There, the main brushstrokes of the women’s dynamics began to take shape, and, moreover, what to me is the real drama (behind the drama). Here we saw how the women are choosing to present themselves on camera, and how they’re not, and what inevitably bubbles up to the surface anyway—and who is receiving which “edit” from the producers, and how.

The original media guru Marshall McLuhan, who coined the term “the medium is the message”—and was from Toronto—would, no doubt, have had a field-day with the Housewives! But I digress.

In Muskoka, I almost half-expected Lisa Rinna, the resident pot-stirrer on the Beverly Hills franchise, to show up for a cross-over, considering that she, too, plops down there every summer, her husband Harry Hamlin having had a family cottage in Canada for three generations. (More recent Muskoka transplants include Cindy Crawford, and her brood.) But, alas, no Rinna.

Instead, we get a shot of the women going tubing on a ginormous banana-shaped floatie, and also probably my favorite part of the series thus far: a scene in which Kara and Joan meet up at the local library, during which Kara enthuses about how her in-laws—one of the establishment families in these parts—were the benefactors of the library, and Joan promptly interjects to give a classic Housewives one-up: “I think I mentioned to you, we bought an island last year.”

Speaking of strange-but-true cross-overs, here’s some trivia: Kara was a roommate eons ago, in Los Angeles, with Kyle Richards, another Beverly Hills staple (and Paris Hilton’s aunt). The latter, I understand, gave her some tips pre-shoot, like laying off the booze when with the other ladies.

In the context of the Housewives vortex, there are some interesting ways the new Canadian version distinguishes itself: Out of the six women on the show, for instance, Roxy enjoyed an Indian upbringing, and Gregoriane was born in Thailand (reflective of a city where half the population is foreign-born). Some other Canadiana fairy-dust comes, too, via Gregoriane, who is French-Canadian, and from whom we get a non-stop volley of what’s known in the country as Franglais.

Meanwhile, Roxy is an atypically “plus-sized” Housewife (a term she personally eschews). Not shy about her curves, she even recently posted a you-go-Mrs. picture of herself in a bikini on Instagram, and has boldly taken up the message of “beauty over pounds.”

In terms of local color, there have been no walk-ons, alas, of local darlings like Drake, or The Weeknd, or, indeed, Prince Harry’s girlfriend Meghan Markle, who has a home in the city. At least not yet.

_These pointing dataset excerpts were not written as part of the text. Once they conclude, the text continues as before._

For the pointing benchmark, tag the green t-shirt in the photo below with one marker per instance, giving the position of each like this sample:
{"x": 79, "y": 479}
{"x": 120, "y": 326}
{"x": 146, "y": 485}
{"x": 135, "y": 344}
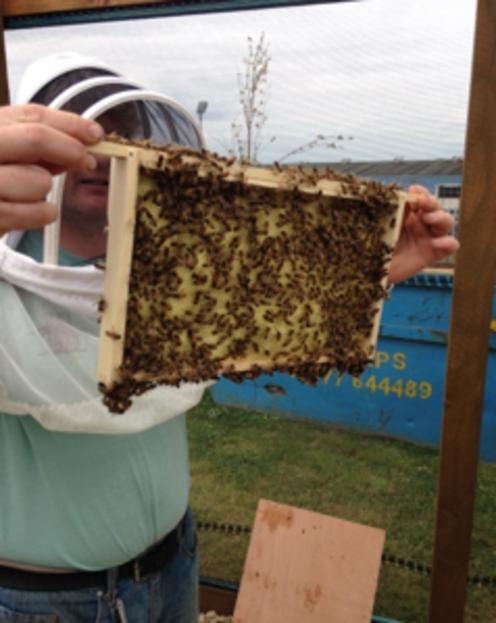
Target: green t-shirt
{"x": 87, "y": 501}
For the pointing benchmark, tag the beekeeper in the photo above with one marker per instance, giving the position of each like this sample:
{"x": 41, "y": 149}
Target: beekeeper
{"x": 95, "y": 520}
{"x": 95, "y": 523}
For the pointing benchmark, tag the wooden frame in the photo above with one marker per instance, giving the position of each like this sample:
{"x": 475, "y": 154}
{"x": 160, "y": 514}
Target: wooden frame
{"x": 126, "y": 163}
{"x": 468, "y": 338}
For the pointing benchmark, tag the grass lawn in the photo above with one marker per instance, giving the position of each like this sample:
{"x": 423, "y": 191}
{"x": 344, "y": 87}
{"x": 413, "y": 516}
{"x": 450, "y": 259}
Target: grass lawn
{"x": 239, "y": 456}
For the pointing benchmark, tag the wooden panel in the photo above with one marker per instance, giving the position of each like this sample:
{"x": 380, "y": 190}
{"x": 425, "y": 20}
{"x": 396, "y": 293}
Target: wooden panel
{"x": 475, "y": 272}
{"x": 303, "y": 566}
{"x": 4, "y": 82}
{"x": 32, "y": 7}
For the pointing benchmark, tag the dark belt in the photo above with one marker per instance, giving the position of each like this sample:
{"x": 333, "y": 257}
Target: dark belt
{"x": 151, "y": 561}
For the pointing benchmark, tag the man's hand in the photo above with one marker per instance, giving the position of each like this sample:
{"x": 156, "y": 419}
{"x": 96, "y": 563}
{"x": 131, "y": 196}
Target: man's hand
{"x": 424, "y": 236}
{"x": 36, "y": 143}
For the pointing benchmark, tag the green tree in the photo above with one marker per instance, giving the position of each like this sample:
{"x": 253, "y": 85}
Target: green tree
{"x": 253, "y": 87}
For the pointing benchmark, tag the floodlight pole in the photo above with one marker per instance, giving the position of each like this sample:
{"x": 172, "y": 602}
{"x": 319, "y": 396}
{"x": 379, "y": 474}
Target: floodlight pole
{"x": 473, "y": 287}
{"x": 200, "y": 111}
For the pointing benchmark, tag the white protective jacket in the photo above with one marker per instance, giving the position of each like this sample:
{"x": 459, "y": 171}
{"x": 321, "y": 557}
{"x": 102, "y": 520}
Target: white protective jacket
{"x": 48, "y": 313}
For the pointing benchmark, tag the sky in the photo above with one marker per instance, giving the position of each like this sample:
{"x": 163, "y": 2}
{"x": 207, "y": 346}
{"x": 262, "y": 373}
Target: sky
{"x": 392, "y": 74}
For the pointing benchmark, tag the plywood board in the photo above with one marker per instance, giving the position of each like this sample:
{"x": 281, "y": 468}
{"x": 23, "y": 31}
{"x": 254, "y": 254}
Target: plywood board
{"x": 305, "y": 567}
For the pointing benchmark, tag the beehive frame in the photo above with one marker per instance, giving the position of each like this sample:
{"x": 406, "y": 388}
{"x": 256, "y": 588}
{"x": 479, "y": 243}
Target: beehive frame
{"x": 126, "y": 163}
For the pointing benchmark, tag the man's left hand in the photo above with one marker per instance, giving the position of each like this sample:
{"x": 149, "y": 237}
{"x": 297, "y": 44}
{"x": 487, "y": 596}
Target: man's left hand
{"x": 425, "y": 236}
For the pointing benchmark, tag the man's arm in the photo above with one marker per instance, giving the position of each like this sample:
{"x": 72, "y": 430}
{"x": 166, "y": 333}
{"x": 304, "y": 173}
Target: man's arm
{"x": 35, "y": 144}
{"x": 424, "y": 236}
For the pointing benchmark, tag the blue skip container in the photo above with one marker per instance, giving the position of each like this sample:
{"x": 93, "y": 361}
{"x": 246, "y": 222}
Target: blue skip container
{"x": 401, "y": 394}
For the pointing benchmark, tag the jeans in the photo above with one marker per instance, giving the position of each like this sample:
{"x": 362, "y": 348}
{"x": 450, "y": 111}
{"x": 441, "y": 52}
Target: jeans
{"x": 170, "y": 596}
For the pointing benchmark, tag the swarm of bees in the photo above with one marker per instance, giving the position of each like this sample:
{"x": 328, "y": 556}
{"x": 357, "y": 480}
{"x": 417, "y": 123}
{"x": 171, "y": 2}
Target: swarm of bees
{"x": 237, "y": 279}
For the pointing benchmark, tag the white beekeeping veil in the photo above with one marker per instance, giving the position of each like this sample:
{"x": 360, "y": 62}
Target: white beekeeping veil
{"x": 49, "y": 329}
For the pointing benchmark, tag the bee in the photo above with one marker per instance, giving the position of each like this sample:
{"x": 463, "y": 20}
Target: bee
{"x": 113, "y": 335}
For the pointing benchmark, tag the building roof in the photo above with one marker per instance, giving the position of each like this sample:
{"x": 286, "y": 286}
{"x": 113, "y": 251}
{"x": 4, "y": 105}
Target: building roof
{"x": 452, "y": 166}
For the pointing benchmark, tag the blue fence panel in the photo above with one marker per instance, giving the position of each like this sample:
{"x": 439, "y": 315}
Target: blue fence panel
{"x": 401, "y": 394}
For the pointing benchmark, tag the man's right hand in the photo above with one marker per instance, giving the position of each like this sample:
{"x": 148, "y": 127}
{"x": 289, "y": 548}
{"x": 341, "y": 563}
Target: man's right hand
{"x": 36, "y": 143}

One can hope, though… right?

Part of the intriguing social topography that is a feature on any Housewives show is where they eat, or sit down to eat at least. There’s been some expected sniping that the ladies deign to go to lunch at Sassafraz (a place that was a “hot spot” in 1999), and the fact there’s another party held at a downtown nightclub called The Ace (a place terribly “off-brand” and firmly for the “bridge-and-tunnel” crowd).

Is this part of the inevitable backlash from the more polite corners of Toronto? You betcha. In these circles there’s largely been a “Who Are They?” refrain about the ladies on the show, considering that many of the more well-known socialites in town turned down appearing on the show.

Of course, this is probably the wrong question, for in the ecosystem of Housewives, who, really, had heard of LuAann, NeNe, Ramona, Tamra, Dorit, or Pheadra before they became micro-famous on their respective shows. It’s the shows, in other words, that confer a bizarro halo on these women—not the other way around.

Are the Toronto women a little too aware of the cameras on them? A little all-too-Canadian-polite to really go for the jugular? The production value a little weak-kneed in parts? Oh, I think so. Like the short-lived Vancouver version of Housewives that ran several years ago, the Toronto show—which is not technically part of the Andy Cohen/Bravo universe, and is part of a development deal with NBC Universal—can sometimes look, at least to the trained eye, like nothing less than an Instagram of a painting.

What is now beyond satire, it seems, is the status of the main feud currently aboil on the Toronto show: that of between Roxy and Kara. “I don’t talk to Kara,” confirms Roxy about life now, post-shoot. As any fan knows, such is the reality of being a Housewife.